Derrière la Machine et en son nom, une caste de super-technocrates régente une humanité que les techniques ont presque totalement coupé de la Mère Nature.
Bien entendu, celle-ci conserve néanmoins des partisans, un véritable maquis d'hommes, pas le moins du monde décidés à se laisser ``mécaniser''. Cette résistance possède, comme toute opposition, des affidés au sein même de l'ennemi, parmi les desservants de la Machine. D'où toute une subtile et tortueuse partie d'échecs politico-technologiques, jusqu'au plus violent des règlements de comptes...

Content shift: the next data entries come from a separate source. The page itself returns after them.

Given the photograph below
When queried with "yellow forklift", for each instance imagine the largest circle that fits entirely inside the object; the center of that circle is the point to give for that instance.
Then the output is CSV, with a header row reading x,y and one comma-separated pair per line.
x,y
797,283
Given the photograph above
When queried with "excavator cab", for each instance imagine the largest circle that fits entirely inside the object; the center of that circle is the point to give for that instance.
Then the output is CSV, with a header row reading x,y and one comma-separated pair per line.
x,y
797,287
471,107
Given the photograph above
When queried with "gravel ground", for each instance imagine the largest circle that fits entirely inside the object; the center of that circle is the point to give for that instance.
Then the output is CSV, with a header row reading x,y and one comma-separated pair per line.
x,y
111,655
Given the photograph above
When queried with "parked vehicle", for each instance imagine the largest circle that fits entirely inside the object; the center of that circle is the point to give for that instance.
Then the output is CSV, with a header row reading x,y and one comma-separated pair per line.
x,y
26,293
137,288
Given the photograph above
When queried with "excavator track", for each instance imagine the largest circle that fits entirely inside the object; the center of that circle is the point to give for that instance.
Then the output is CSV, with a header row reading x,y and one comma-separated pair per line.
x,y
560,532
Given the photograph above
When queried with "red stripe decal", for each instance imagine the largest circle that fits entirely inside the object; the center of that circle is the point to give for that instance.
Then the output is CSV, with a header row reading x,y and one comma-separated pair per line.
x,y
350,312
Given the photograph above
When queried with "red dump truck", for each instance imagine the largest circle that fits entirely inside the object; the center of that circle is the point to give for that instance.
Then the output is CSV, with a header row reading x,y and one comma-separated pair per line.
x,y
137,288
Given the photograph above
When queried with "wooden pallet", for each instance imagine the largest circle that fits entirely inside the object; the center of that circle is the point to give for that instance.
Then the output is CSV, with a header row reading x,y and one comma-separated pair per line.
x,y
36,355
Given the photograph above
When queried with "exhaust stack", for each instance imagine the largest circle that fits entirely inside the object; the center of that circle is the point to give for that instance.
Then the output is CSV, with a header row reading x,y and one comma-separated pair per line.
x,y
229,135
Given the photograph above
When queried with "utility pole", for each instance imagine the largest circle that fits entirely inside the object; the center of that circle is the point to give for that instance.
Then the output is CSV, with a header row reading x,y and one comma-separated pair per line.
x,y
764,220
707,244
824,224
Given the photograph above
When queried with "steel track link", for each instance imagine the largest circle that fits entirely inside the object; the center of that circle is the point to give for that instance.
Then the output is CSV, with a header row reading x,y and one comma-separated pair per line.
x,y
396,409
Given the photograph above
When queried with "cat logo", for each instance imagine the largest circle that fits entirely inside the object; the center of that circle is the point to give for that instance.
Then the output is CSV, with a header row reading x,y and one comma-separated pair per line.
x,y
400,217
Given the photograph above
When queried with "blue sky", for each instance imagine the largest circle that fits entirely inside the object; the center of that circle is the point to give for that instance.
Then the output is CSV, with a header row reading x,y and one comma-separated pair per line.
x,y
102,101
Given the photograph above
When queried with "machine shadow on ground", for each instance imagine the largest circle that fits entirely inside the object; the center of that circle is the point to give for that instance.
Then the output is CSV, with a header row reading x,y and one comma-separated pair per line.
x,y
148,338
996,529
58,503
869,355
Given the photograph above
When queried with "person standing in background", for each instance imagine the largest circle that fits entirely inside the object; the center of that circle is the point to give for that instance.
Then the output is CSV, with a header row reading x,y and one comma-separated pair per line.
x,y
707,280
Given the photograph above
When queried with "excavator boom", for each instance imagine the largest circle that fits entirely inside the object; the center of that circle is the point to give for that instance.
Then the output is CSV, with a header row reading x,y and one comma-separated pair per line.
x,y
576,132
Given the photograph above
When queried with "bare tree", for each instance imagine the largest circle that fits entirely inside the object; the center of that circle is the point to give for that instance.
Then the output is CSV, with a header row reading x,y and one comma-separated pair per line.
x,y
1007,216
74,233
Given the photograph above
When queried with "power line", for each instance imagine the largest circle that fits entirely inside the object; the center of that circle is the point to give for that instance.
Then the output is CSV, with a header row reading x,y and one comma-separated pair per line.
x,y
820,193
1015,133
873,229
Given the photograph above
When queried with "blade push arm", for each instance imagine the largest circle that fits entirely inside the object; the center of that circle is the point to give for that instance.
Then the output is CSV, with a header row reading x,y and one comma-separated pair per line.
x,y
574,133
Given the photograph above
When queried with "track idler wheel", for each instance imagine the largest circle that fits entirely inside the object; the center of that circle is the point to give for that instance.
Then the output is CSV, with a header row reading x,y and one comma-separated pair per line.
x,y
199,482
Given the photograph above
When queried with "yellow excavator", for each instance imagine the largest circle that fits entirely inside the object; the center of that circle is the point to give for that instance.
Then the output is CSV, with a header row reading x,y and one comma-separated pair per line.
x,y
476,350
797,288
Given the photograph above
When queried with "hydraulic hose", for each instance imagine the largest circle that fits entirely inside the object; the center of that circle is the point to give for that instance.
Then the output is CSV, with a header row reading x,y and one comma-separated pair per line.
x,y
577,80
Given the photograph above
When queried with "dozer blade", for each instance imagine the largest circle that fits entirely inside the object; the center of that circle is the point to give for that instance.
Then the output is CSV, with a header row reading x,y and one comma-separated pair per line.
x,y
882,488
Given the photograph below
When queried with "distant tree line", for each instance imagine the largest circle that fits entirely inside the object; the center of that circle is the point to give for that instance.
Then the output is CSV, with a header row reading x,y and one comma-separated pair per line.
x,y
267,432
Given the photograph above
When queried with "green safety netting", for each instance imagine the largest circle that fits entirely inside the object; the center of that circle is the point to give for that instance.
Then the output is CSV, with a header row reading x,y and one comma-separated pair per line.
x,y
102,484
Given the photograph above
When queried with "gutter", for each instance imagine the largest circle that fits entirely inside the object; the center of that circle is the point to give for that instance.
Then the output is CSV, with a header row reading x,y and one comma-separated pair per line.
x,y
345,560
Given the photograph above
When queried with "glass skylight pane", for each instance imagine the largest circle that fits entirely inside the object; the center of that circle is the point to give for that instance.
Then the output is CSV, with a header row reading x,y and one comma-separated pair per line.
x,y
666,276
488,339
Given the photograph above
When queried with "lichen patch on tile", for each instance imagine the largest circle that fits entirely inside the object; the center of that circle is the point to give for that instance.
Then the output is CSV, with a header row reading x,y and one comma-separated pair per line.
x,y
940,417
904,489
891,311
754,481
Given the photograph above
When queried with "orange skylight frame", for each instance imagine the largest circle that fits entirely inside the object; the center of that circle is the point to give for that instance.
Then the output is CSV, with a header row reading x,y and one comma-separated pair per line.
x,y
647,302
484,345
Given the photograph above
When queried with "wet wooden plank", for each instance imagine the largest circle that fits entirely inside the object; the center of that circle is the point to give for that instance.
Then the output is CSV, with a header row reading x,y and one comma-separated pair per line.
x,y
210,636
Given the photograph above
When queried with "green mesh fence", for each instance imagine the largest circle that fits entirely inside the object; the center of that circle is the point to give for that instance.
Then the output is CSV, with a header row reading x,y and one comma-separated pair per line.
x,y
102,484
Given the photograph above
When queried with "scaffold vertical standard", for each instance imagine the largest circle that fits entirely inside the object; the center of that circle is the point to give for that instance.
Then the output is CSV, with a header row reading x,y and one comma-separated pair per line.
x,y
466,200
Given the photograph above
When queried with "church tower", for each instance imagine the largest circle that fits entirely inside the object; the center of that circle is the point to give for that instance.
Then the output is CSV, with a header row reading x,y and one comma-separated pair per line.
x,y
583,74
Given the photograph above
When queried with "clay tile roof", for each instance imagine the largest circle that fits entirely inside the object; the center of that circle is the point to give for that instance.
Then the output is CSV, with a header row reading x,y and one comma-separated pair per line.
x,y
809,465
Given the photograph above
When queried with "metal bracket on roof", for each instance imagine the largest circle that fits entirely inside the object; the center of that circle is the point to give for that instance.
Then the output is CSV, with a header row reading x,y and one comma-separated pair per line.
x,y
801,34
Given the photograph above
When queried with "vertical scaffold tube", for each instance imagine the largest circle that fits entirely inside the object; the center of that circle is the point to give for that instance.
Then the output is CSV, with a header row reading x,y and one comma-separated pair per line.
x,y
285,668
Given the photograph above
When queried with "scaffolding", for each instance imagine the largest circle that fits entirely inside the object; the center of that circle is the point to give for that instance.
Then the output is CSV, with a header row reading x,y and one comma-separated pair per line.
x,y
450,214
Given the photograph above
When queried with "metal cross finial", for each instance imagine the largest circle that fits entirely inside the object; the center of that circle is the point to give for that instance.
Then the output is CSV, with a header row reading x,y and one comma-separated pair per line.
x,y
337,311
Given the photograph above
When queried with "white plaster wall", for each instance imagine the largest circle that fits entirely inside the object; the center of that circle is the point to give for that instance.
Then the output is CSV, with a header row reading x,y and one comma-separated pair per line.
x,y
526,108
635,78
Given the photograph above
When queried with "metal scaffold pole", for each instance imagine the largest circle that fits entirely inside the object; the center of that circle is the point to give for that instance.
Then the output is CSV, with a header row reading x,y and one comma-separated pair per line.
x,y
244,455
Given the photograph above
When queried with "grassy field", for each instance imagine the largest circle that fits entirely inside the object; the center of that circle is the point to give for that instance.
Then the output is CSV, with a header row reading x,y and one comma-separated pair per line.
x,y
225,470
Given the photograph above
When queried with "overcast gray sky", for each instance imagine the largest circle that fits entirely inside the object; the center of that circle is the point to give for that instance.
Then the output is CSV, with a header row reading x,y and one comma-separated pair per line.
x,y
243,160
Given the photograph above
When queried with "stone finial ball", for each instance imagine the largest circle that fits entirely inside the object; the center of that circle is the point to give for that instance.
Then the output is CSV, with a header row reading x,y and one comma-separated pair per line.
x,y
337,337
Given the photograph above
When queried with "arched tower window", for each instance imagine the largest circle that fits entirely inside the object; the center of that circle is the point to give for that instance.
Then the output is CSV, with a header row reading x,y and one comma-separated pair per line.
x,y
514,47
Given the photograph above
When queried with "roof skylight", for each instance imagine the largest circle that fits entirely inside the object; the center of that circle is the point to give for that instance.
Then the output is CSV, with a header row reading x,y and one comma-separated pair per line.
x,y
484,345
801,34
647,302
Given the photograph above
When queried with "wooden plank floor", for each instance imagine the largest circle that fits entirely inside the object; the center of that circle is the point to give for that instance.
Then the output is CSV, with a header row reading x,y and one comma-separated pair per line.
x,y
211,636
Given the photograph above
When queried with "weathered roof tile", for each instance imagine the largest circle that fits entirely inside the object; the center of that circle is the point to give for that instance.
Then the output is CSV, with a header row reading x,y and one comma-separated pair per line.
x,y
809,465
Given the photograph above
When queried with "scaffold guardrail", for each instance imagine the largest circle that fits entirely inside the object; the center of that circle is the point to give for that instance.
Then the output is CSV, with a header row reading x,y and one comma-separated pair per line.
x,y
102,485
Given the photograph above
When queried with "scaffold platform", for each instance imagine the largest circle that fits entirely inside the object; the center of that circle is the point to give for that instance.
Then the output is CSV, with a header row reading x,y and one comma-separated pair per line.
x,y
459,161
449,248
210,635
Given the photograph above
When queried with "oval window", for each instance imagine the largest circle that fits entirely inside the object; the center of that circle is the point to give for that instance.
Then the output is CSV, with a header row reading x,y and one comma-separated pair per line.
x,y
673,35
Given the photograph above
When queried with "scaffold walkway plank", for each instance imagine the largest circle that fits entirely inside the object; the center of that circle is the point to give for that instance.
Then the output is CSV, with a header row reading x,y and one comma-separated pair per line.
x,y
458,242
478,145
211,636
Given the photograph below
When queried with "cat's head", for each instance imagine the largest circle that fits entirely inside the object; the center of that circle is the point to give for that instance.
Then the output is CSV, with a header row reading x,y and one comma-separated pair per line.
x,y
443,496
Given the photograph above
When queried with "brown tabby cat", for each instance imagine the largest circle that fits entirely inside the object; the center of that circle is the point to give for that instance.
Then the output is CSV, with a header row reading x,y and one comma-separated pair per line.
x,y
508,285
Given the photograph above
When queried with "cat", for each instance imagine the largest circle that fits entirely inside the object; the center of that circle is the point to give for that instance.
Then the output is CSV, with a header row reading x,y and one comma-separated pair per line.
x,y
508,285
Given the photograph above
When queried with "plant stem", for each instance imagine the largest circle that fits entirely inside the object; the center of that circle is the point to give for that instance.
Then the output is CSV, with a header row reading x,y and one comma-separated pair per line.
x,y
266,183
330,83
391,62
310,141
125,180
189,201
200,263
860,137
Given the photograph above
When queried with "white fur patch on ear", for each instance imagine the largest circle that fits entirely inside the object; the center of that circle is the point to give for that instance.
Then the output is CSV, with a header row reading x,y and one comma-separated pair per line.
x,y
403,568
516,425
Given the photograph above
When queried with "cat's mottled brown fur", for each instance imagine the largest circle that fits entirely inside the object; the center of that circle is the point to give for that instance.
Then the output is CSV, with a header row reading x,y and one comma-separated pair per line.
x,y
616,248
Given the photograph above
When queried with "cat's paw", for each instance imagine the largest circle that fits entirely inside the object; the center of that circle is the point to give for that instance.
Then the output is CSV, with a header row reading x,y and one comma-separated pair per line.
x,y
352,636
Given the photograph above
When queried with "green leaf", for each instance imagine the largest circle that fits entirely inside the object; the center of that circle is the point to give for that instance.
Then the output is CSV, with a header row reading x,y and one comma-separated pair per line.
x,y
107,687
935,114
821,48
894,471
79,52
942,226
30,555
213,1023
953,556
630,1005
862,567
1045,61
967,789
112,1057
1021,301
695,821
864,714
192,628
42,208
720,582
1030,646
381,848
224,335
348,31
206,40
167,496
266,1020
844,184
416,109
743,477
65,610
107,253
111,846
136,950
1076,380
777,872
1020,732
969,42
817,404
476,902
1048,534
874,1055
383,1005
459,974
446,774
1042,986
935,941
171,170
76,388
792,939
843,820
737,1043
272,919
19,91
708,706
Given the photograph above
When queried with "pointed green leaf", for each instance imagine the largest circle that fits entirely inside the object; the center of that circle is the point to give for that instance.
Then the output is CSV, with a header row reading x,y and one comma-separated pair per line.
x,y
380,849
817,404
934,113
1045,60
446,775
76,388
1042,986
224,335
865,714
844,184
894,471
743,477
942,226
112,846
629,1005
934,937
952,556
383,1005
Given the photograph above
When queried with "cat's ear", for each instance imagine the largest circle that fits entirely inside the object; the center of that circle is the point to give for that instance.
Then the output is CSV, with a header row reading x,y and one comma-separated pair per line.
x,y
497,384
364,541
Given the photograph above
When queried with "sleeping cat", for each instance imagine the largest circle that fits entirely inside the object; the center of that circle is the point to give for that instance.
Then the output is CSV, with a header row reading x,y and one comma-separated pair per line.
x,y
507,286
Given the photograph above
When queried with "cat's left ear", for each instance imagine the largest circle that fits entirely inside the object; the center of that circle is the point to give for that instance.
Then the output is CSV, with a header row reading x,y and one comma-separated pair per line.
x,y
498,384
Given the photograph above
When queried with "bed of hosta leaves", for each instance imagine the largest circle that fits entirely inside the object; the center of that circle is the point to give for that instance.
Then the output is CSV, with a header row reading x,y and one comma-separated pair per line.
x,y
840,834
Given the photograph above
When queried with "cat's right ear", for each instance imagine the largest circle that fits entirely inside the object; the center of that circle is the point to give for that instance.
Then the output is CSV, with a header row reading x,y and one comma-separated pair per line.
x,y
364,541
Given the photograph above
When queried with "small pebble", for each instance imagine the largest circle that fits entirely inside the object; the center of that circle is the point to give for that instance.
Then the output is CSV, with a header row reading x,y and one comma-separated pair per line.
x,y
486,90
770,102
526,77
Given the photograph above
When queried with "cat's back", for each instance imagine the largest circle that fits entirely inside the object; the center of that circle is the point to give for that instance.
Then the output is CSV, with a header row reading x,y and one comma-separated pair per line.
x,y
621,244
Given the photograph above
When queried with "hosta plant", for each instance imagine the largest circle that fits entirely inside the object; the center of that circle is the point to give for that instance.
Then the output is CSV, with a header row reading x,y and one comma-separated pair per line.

Michel Jeury est né en 1943. Il y a en fait deux Michel Jeury : le premier publie en 1960, sous le nom d'Albert Higon, deux romans dans la célèbre collection ``Le rayon fantastique'' (Aux étoiles du destin et La machine du pouvoir, prix Jules Verne 1960). Après treize années de silence, il publie, sous le nom de Jeury, dans Ailleurs et Demain, chez Robert Laffont, trois très grands romans, Le temps incertain (1973), Les singes du temps (1974), et Soleil chaud poisson des profondeurs (1976). Il poursuit ensuite son oeuvre à la fois sous le nom de Higon qu'il utilise pour des oeuvres moins ambitieuses mais tout aussi réussies, et sous celui de Jeury, considéré désormais comme un écrivain majeur de la SF française (entre autres : Le sablier vert, Le territoire humain, Les yeux géants - Robert Laffont). Enfin, il participe sous le nom de Jeury à plusieurs tentatives de la nouvelle vague française soucieuse de porter, à travers la science-fiction, un jugement politique et écologique sur notre monde. Il collabore ainsi à différentes anthologies : Utopies 75 (Robert Laffont, 1975), Planète socialiste (Kesselring, 1978) ou Retours à la terre (Présence du futur, Denoël, 1975, 1976, 1977).